Mining Pool A Solana program that implements a basic "mining" or lending pool mechanism where users (lenders) can deposit collateral into a pool to delegate funds to other participants with more compute power and eventually claim redeemable tokens proportionate to their share of the total deposited collateral.
NUM_STORED_ROUNDS
A constant defining how many past rounds' states are kept in the Coordinator
's history buffer (e.g., 4 rounds).
Nix
Tool for declarative and reproducible builds used by Psyche
.
Opportunistic Witnessing
A feature that allows progressing early from the RoundTrain
phase to the Witness
phase, given that the witness quorum
is reached.
Paused
A RunState
where the training process is temporarily stopped by manual intervention. Can be resumed later.
P2P Peer-to-Peer, meaning a client acts both as a client and as a server, sharing data with it's peers. This is the intended way of data-sharing during a stable run.

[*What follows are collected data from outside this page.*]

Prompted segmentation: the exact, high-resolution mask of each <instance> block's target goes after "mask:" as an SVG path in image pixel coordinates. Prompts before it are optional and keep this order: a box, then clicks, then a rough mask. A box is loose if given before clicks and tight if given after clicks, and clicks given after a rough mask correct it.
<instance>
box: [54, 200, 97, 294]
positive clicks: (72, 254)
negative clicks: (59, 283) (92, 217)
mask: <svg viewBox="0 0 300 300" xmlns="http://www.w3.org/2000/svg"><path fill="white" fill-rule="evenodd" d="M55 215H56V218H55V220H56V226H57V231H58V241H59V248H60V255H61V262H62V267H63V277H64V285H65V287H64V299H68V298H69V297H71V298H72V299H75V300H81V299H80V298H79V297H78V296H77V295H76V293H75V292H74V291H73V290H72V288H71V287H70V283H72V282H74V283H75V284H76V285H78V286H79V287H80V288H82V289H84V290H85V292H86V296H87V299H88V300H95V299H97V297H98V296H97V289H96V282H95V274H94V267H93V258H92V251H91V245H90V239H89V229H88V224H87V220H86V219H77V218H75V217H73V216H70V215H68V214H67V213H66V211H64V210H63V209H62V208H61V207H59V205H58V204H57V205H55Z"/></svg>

Psyche Nous Research's set of systems that enable distributed training of transformer-based AI models over the internet.
Round
A smaller cycle within an Epoch
. Involves a training phase (RoundTrain
) and a validation phase (RoundWitness
).
RoundTrain
The phase (RunState
and ActiveStep
) where clients download assigned data Batches
, perform training computations (e.g., calculate gradients), and submit Commitments
.
RoundWitness
The phase (RunState
and ActiveStep
) where clients act as Witnesses
to validate the Commitments
submitted by other clients during RoundTrain
. Requires a witness_quorum
to succeed.
rounds_per_epoch
A configuration parameter (CoordinatorConfig
) specifying how many Rounds
make up one Epoch
.
RunState
The overall state of the training run as managed by the Coordinator
. Examples include Uninitialized
, WaitingForMembers
, Warmup
, RoundTrain
, RoundWitness
, Cooldown
, Paused
, Finished
.
SHA-256
The specific cryptographic hash function used to create Commitments
in Psyche.
Solana
The blockchain platform on which the Psyche Coordinator
program runs.
StepError
A category of errors related to the Client
's ActiveStep
progression, such as Desync
.
tick()
A function periodically called on the Coordinator
program to drive the state machine transitions (advancing RunState
based on time limits, client counts, and submitted results). Specific versions exist for different states (e.g., tick_waiting_for_members
, tick_round_witness
).
total_steps
A configuration parameter defining the total number of training steps or batches the run aims to complete before entering the Finished
state.
Training
The ActiveStep
where the client actively computes gradients or other training operations on its assigned data Batch
.
Treasurer A Solana program that runs on top of psyche's Coordinator managing the distribution of rewards to the clients and keeping track of the points earned by each client in the training process.
Uninitialized
The default starting RunState
of the Coordinator
before a training run is configured and started.
WaitingForMembers
The RunState
where the Coordinator
waits for the minimum number of clients (min_clients
) to connect and become Healthy
before starting the training process.
Warmup
The initial phase (RunState
and ActiveStep
) of a training run where clients download the model Checkpoint
and initialize their training environment.
Witness
A Client
selected to validate other client's work.
WitnessBloom
The specific Bloom Filter
used on the Coordinator
to track which client Commitments
have been successfully witnessed.
Witness Quorum
The minimum number of clients that must successfully act as Witnesses
and agree on the validity of results for a Round
to be considered successful.
Withdrawn
A ClientState
indicating that a client has exited the run.